プレイヤーが「世界」に介在することができるのがゲームの良さ。つまり、ゲームは「遊び」があるから面白い。ただ、この「遊び」は上手く使わないと「話」を語る上でただの障害にしかならない。
ゲーム内で行動を起こさないと「話」が進まない、つまりページがめくれない分けだが、これは下手するとページをめくるためにゲームをする羽目になる。本来は、ゲームとしての面白さにより、プレイヤーが自ら進んでゲームを楽しむ過程で「話」が進行するのが望ましい。しかし、ストーリー指向RPGでは「話」に重きを置きすぎたせいか、ゲームが枷になって、ストーリーの進行を妨げる。

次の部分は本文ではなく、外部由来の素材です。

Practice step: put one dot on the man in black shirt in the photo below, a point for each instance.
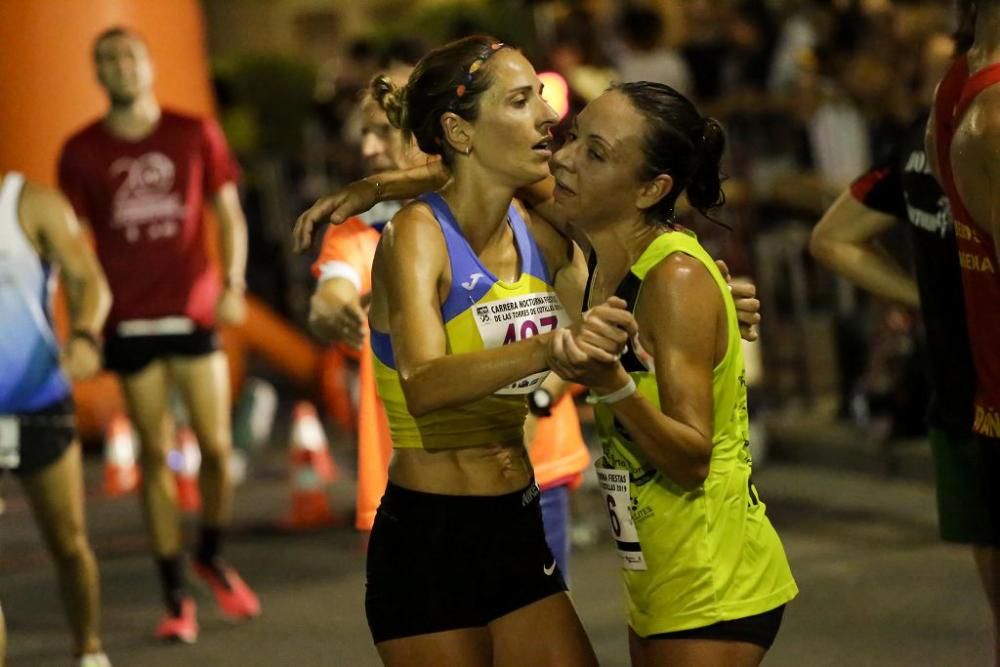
(902, 188)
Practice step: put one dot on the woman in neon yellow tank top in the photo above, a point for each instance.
(705, 574)
(446, 460)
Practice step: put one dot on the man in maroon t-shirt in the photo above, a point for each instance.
(141, 176)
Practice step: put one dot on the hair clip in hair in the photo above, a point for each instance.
(476, 65)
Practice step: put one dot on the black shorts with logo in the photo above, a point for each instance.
(439, 562)
(44, 435)
(127, 355)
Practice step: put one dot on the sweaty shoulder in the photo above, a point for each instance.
(38, 206)
(414, 231)
(679, 277)
(557, 248)
(987, 111)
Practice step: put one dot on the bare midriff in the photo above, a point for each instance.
(488, 470)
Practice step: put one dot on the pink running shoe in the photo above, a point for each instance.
(183, 628)
(234, 597)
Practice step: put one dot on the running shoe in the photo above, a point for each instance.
(234, 597)
(97, 659)
(183, 628)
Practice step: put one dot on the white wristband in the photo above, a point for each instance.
(618, 394)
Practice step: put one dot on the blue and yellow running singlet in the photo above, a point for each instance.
(481, 312)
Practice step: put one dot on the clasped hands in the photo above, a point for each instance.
(588, 352)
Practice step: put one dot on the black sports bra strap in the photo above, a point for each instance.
(591, 265)
(628, 291)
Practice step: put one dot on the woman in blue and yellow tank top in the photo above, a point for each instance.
(467, 290)
(700, 559)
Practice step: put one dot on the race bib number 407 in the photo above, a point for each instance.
(517, 318)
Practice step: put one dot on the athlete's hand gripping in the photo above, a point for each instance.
(600, 336)
(355, 199)
(746, 301)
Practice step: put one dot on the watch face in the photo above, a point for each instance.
(541, 398)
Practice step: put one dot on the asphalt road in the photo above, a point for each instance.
(878, 587)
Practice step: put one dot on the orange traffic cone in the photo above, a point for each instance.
(186, 461)
(121, 474)
(311, 470)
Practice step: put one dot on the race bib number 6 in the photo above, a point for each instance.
(614, 485)
(518, 318)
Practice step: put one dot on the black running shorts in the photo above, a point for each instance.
(44, 435)
(127, 355)
(438, 562)
(760, 629)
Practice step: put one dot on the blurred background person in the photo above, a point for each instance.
(139, 178)
(40, 237)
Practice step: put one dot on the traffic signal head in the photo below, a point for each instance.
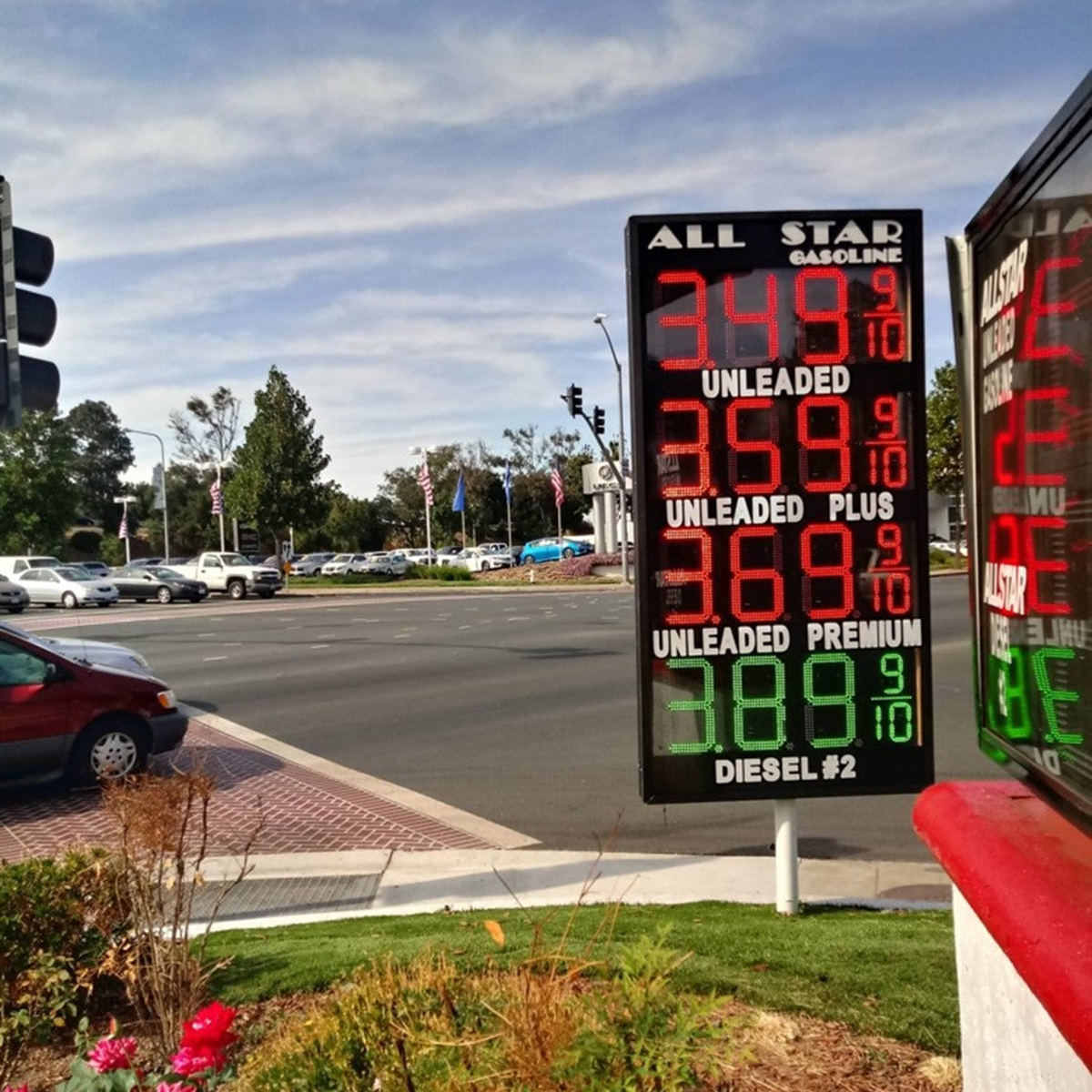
(27, 257)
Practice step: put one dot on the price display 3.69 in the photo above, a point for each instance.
(779, 408)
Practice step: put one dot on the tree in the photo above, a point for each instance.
(277, 484)
(103, 453)
(37, 496)
(944, 432)
(210, 437)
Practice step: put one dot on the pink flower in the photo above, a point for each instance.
(211, 1027)
(197, 1059)
(110, 1054)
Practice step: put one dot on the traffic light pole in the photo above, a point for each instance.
(15, 414)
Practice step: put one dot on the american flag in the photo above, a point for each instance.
(555, 480)
(426, 484)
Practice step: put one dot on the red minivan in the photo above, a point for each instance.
(82, 721)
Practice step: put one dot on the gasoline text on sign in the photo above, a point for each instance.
(779, 410)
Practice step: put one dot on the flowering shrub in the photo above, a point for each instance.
(199, 1065)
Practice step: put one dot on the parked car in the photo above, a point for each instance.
(15, 598)
(552, 550)
(15, 565)
(309, 565)
(393, 563)
(88, 652)
(338, 566)
(82, 721)
(479, 560)
(233, 574)
(66, 588)
(143, 582)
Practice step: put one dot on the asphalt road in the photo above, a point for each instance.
(518, 708)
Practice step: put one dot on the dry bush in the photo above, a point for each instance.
(162, 833)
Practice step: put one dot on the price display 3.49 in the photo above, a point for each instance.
(779, 407)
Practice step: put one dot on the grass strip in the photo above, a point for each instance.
(880, 972)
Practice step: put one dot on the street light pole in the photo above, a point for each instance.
(163, 463)
(601, 321)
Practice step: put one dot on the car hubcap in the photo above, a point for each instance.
(113, 756)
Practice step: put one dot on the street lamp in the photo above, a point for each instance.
(429, 516)
(125, 502)
(601, 321)
(163, 463)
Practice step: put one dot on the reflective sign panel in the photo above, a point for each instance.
(1032, 371)
(779, 410)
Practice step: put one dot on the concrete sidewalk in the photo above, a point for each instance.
(283, 889)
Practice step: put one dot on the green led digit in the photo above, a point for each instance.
(1007, 696)
(703, 704)
(1049, 696)
(743, 703)
(844, 697)
(891, 669)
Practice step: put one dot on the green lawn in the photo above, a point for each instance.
(880, 972)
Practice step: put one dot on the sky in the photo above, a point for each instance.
(415, 210)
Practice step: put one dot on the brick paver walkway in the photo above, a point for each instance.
(300, 811)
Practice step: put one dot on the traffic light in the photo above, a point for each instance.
(27, 257)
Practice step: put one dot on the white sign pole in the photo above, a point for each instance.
(786, 862)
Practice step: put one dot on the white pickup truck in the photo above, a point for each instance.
(232, 574)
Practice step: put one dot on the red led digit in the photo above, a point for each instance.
(891, 585)
(1053, 437)
(1036, 566)
(697, 320)
(1037, 309)
(702, 576)
(767, 318)
(812, 443)
(841, 571)
(838, 317)
(765, 446)
(1015, 435)
(889, 538)
(696, 449)
(884, 284)
(885, 412)
(747, 573)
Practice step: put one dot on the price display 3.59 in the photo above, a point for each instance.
(779, 407)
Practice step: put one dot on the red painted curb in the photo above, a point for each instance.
(1026, 873)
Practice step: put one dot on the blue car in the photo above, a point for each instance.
(552, 550)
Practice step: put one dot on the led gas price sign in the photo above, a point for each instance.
(1030, 347)
(779, 402)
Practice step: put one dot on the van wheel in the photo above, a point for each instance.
(109, 749)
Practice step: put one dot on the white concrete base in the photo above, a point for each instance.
(1008, 1038)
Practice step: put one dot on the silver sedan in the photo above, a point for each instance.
(66, 588)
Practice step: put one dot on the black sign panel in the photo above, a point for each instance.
(1031, 345)
(779, 408)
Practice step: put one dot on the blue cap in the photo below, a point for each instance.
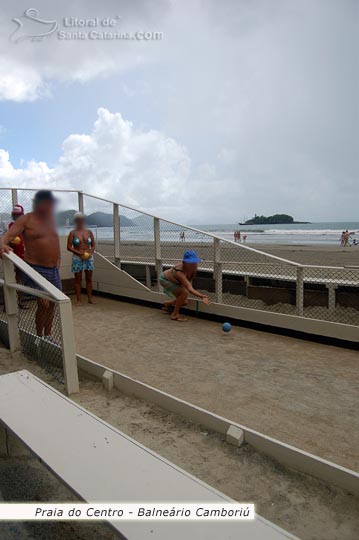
(191, 257)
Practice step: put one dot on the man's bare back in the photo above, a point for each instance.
(41, 240)
(42, 246)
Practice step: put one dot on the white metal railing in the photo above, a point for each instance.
(19, 326)
(221, 256)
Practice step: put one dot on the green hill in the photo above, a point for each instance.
(276, 219)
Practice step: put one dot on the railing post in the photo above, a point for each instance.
(158, 256)
(68, 348)
(10, 296)
(116, 233)
(299, 292)
(80, 197)
(217, 270)
(14, 196)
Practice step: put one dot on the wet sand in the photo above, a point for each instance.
(303, 393)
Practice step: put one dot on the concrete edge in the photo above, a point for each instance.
(286, 454)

これでは本末転倒だ。
ゲームでストーリーを語るには、ゲーム内でのプレイヤーの「行動」が「話」を進めたように見せなくてはならない。RPGでは、ボスを倒さないと先に進めない。ストーリーを進行させたいだけならば、そこまでの雑魚戦で十分にレベルが上がるように、さらにボスの弱点も戦闘中に分かるように作れば良い。この時、何の工夫も凝らさないとただの一本道だと批判される。そういわれないためには、プレイヤーに泳がせないとならない。ただし、プレイヤーは自ら泳いだと思わせて、泳がされたとは気づいてはならない。そこら辺は、DDRはプレイヤーが踊っていると思わせといて、実は「踊らされている」。これに気付くかは難易度の問題で、難しすぎても簡単すぎても「踊らされている」と気付いてしまう。

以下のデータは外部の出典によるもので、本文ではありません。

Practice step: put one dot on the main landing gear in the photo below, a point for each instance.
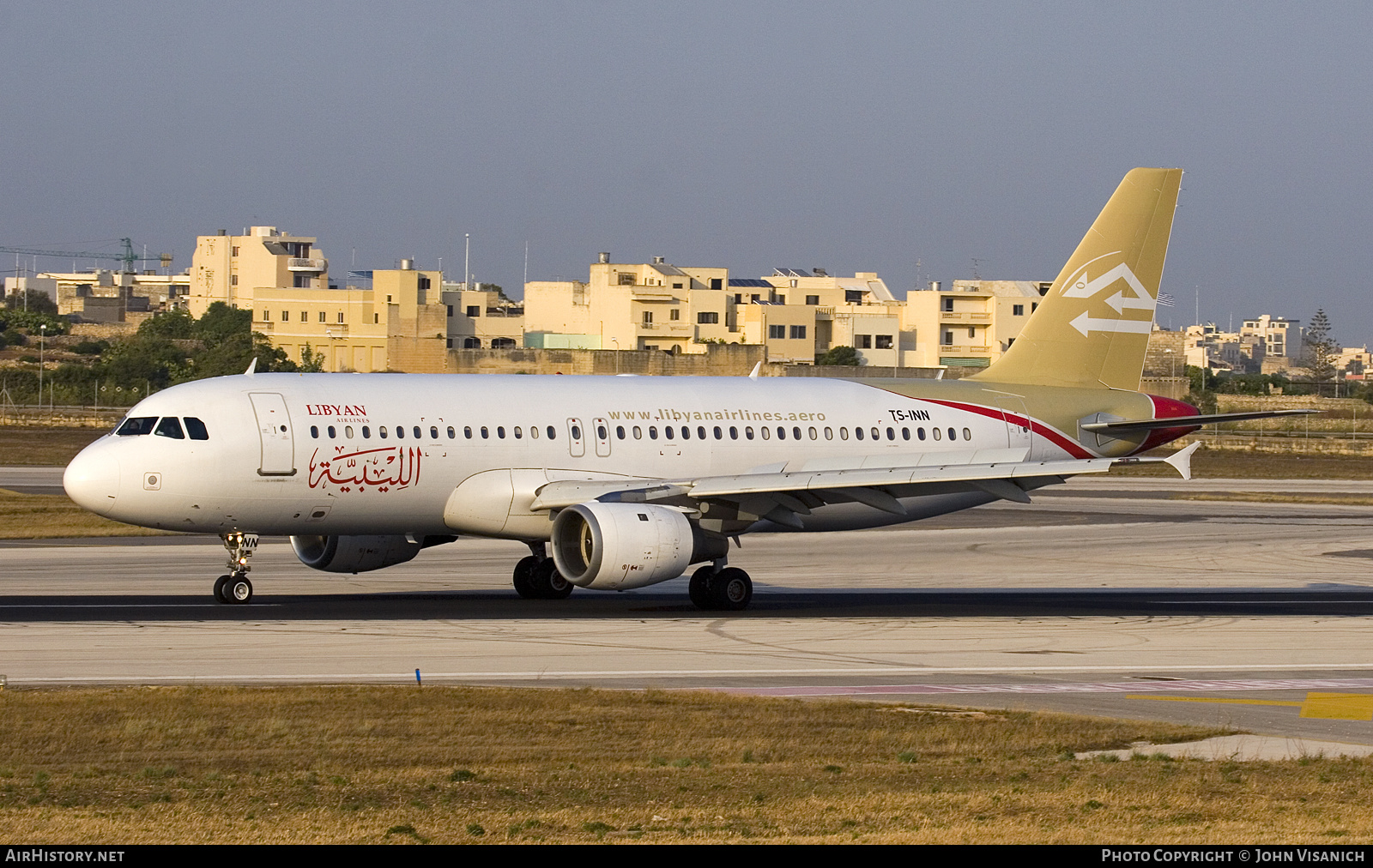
(235, 587)
(537, 577)
(721, 589)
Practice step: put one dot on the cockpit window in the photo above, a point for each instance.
(135, 426)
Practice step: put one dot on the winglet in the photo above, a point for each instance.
(1181, 461)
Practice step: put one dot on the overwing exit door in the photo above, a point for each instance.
(275, 434)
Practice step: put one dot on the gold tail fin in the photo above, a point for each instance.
(1093, 326)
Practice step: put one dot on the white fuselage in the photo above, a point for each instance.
(313, 454)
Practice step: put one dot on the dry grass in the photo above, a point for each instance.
(404, 764)
(34, 516)
(45, 447)
(1239, 465)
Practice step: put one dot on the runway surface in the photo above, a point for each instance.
(1098, 599)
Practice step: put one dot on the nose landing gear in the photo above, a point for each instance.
(235, 587)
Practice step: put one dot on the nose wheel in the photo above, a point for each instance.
(235, 588)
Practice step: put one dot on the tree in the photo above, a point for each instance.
(839, 356)
(1322, 351)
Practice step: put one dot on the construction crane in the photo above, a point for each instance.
(128, 257)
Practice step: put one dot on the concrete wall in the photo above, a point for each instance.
(718, 360)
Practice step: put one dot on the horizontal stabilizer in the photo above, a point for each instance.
(1188, 422)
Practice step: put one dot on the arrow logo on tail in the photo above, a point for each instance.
(1088, 324)
(1119, 303)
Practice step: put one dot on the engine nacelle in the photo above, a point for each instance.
(621, 546)
(359, 554)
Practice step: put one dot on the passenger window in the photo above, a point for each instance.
(136, 426)
(169, 427)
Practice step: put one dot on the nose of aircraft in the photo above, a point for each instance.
(93, 479)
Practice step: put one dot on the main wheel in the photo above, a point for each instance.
(238, 589)
(548, 582)
(525, 577)
(731, 589)
(699, 588)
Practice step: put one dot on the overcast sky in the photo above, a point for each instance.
(853, 136)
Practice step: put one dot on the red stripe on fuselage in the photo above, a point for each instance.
(1054, 437)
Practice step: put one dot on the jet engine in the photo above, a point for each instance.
(360, 554)
(621, 546)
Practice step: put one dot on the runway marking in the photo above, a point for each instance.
(1105, 687)
(1098, 687)
(1322, 706)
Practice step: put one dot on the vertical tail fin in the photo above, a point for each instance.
(1093, 326)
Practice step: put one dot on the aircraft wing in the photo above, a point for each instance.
(779, 495)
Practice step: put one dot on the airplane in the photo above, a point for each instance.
(620, 482)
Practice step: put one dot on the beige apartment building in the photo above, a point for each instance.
(397, 324)
(631, 306)
(231, 268)
(971, 324)
(482, 319)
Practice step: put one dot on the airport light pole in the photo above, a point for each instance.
(43, 333)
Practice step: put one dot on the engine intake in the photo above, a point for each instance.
(359, 554)
(621, 546)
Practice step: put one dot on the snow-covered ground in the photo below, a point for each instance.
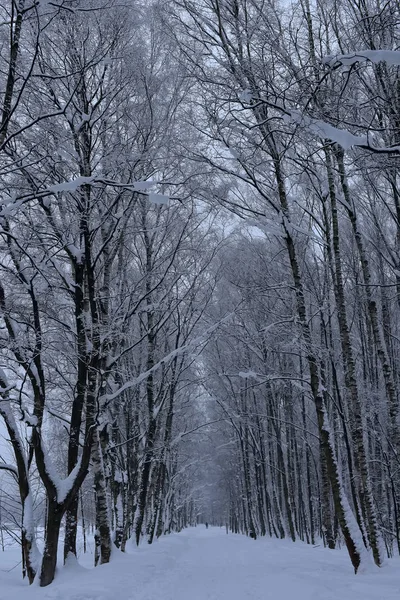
(207, 564)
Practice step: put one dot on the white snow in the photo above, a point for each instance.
(390, 57)
(324, 130)
(208, 564)
(70, 186)
(159, 199)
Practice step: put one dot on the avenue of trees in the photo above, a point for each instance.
(200, 272)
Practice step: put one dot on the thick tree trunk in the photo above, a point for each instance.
(49, 561)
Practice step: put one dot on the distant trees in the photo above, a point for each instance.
(141, 325)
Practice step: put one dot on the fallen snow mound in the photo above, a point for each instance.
(207, 564)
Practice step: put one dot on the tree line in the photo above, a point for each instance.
(200, 277)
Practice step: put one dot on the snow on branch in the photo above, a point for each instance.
(390, 57)
(324, 130)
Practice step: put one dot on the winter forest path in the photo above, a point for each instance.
(207, 564)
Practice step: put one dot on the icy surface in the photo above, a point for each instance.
(208, 564)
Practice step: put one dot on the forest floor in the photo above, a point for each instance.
(207, 564)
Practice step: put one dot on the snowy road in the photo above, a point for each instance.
(200, 564)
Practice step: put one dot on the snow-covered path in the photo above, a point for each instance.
(200, 564)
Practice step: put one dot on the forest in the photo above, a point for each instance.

ノベル系ゲームはその能動性を上手いこと処理しており、どのルートが良かったなどの感想は他のコンテンツでは考えられないことだ。ただ、主人公の内面描写という観点から見ると、ノベル系ゲームは弱いと思う。何せ、プレイヤー=主人公でなければならないので、主人公が無個性である必要がある。そうでない場合も多々あるし、複数の主人公が登場する「マルチサイトシナリオ」なんてのもあるので一概には言えないが。ただ、ノベル系ゲームはストーリー指向RPGのように一般には求められていないような気がする。それは、ノベル系ゲームはゲームではあるんだけど、「ゲーム」としての「遊び」が少なすぎるからなんじゃなかろうか。ノベル系ゲームに関しては「ノベルゲームの分析」が詳しい。

まとめ

  1. 「ゲーム」は「遊び」の延長線上にあるもの
  2. 昨今はストーリー指向RPGが求められている
  3. そのため、ゲームがストーリーを語る手段になってきた
  4. ゲームは「話」を語る「演出」
  5. しかし、「遊び」としてのゲームが「話」を語る「演出」を阻害する
  6. ノベル系ゲームはストーリーを語る上では効果的
  7. だが、ノベル系ゲームのゲームの「遊び」は少ない

「話」を語る上でゲームという「演出」はその他のコンテンツに比べると難しい。それは、効果的な条件を得るためのバランスが繊細だから。故に、嵌れば非常に効果的である。
ただ、嵌れば効果的=条件が狭いであって、それは広くは受けないってことなんですよ。